In the early 1980’s, several members of the Pennsylvania State Police (PSP) recognized some Troopers were struggling with substance abuse problems (predominately alcohol) directly impacting their personal lives and job performance. In an effort to address these concerns, a research project was initiated to determine the best method of providing assistance to these individuals.
Traditional Employee Assistance Programs (EAP’s) for police departments were researched. The results indicated that most police departments used EAP’s outside of the agencies. Research and surveys indicated that police officers felt most comfortable talking to a person who understood their job stress, lifestyle, and personal pressures on a first-hand basis, namely their Peers.
The Member Assistance Program (MAP), the internal Employee Assistance Program for the Pennsylvania State Police, was founded in April 1986. MAP was one of the first programs of its kind to use an organized peer assistance program operated by its own personnel in the law enforcement field.
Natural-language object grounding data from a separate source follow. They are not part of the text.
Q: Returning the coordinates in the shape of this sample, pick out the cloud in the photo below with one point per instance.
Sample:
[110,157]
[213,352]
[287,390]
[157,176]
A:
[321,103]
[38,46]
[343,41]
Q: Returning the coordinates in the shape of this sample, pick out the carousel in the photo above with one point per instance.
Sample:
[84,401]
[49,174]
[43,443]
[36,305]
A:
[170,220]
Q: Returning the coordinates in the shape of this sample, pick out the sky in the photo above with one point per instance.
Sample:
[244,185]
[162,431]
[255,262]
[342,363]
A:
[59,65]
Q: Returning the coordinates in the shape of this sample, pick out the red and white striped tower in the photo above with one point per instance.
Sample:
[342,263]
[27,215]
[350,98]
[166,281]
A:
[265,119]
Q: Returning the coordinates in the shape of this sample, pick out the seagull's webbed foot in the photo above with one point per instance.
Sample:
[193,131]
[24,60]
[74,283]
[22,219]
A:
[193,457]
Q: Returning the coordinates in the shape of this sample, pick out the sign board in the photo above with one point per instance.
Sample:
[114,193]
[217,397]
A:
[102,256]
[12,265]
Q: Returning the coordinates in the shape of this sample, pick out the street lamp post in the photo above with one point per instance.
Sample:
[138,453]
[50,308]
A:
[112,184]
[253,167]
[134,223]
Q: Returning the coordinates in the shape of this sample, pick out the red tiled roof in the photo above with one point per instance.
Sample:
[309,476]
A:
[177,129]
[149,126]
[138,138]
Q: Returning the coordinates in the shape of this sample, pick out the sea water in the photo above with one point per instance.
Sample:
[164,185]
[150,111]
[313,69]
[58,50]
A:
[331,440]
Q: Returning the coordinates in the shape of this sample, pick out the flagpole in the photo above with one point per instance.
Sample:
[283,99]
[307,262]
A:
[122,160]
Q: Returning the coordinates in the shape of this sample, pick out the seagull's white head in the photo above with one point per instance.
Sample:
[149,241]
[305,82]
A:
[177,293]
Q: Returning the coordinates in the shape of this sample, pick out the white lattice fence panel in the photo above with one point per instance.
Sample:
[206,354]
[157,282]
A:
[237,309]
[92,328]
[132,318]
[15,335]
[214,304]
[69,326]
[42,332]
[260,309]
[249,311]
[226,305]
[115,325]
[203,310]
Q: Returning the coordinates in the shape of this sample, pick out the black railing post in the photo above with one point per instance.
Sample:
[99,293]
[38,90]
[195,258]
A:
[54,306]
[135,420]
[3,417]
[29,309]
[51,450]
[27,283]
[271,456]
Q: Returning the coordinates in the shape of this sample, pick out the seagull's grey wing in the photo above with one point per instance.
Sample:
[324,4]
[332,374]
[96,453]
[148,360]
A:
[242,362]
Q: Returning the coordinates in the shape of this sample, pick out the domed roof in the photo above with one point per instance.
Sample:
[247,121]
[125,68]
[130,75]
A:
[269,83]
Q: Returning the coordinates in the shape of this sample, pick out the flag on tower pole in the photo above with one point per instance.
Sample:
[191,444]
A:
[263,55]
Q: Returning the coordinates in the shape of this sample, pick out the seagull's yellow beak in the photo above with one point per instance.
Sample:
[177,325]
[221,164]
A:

At its inception, the program was staffed by one full-time employee, but quickly grew to include a small group of field Peer Contacts.
Throughout the years the program has expanded to meet the growing needs of the employees of the Department and their families. Most recently, in an effort to better serve the needs of the members, employees, and their families, a Chaplaincy Program was implemented in May 2002.
Today, the Program is comprised of seven full-time MAP personnel and approximately 80 field Peer Contacts along with 45 volunteer Chaplains. The Program currently serves approximately 17,000 persons, comprised of approximately 4,300 enlisted members, 1,500 civilian employees, along with over 11,000 family members.